Don’t mistake these causes for reason to think climate change isn’t responsible. After all, an increase in intensity of coastal storms is undoubtedly a symptom of planetary warming.

Controlling the starfish problem, it turns out, would allow the reef’s degradation — pegged at losses of between four and eight percent of coral cover per year — to reverse. Even at current levels of temperature and acidity, we could see slow coral growth. The starfish problem may be slightly easier to manage than reversing global emissions of greenhouse gasses, but it will require action sure to be unpopular with agricultural interests. As CNN reports:

According to the study, the starfish in its larval stage feeds on plankton, populations of which surge when fertilizer runoff floods the coastal ocean waters with nutrients. So plentiful plankton can lead to swarms of hungry starfish.
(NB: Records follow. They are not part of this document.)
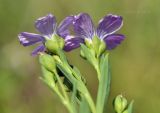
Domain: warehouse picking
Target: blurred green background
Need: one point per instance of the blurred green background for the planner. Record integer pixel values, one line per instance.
(135, 63)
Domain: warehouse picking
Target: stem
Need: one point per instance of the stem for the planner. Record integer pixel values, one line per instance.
(86, 93)
(63, 100)
(61, 85)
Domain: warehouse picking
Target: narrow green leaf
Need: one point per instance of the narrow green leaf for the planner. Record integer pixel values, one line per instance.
(104, 83)
(130, 108)
(88, 54)
(84, 107)
(73, 97)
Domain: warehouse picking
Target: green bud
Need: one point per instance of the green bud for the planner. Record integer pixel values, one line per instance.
(129, 108)
(120, 103)
(47, 61)
(54, 44)
(125, 111)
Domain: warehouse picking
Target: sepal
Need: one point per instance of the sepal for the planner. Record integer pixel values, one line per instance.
(48, 62)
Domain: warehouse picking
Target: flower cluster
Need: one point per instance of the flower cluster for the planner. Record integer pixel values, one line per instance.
(62, 77)
(83, 28)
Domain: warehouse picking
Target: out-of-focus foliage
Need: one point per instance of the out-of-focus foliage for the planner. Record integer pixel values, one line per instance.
(135, 63)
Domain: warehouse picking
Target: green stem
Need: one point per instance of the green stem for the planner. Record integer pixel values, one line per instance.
(61, 85)
(86, 94)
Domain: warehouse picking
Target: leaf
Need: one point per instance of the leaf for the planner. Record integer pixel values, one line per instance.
(130, 107)
(104, 83)
(90, 56)
(84, 107)
(74, 97)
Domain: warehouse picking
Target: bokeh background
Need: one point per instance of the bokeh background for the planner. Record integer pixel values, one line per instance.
(135, 63)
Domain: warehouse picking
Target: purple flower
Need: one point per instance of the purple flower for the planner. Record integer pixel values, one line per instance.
(84, 28)
(47, 26)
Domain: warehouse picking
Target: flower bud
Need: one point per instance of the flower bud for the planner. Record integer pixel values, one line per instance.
(120, 103)
(102, 47)
(47, 61)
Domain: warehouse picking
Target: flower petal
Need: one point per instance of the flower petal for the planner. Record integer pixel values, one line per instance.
(63, 29)
(83, 26)
(46, 25)
(109, 25)
(27, 39)
(40, 48)
(113, 40)
(72, 43)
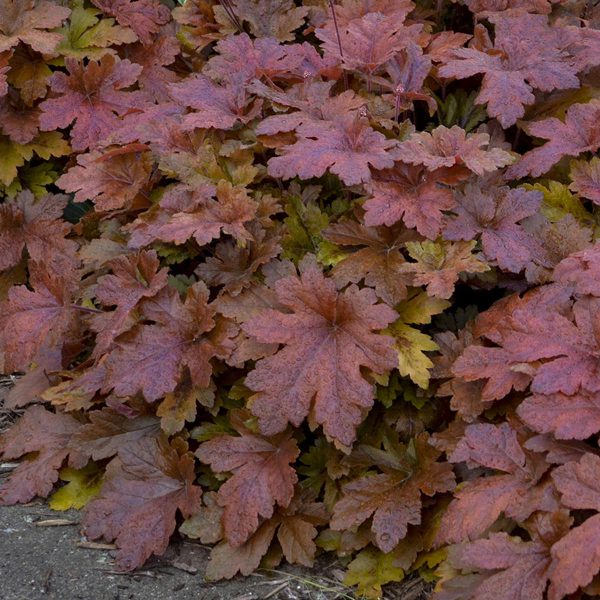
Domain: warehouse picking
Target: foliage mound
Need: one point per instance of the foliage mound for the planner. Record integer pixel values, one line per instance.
(295, 277)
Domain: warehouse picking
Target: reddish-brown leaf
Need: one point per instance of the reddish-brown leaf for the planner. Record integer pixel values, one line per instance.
(580, 132)
(527, 55)
(144, 17)
(585, 177)
(4, 68)
(346, 146)
(576, 558)
(494, 213)
(47, 437)
(233, 266)
(327, 337)
(369, 41)
(38, 226)
(39, 319)
(582, 270)
(150, 358)
(186, 212)
(217, 106)
(27, 21)
(108, 432)
(111, 179)
(438, 265)
(133, 278)
(511, 568)
(92, 96)
(517, 493)
(393, 498)
(296, 530)
(378, 260)
(414, 195)
(155, 78)
(445, 147)
(567, 417)
(262, 478)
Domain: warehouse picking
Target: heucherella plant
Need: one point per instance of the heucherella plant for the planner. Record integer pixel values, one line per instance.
(293, 278)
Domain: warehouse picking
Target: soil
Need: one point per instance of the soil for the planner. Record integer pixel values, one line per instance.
(43, 556)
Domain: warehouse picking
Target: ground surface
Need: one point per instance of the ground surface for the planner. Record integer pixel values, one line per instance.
(44, 557)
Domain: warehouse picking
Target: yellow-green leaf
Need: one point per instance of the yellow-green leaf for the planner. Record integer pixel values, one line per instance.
(411, 345)
(370, 570)
(87, 36)
(559, 202)
(83, 485)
The last time the starfish bloomed in 2003, the government spent more than $3 million to try to control the population. No easy feat. But the motivation to succeed may be as great as the Great Barrier Reef itself. In addition to the inherent value of protecting a tremendous natural resource, and the environmental benefits it provides from fish habitat to protection against storm surges, the reef is also a major economic engine in northeast Australia. According to Nick Heath, a spokesman for the World Wildlife Fund Australia, “Sixty thousand jobs in the tourism industry depend on us acting with urgency over the next few years.”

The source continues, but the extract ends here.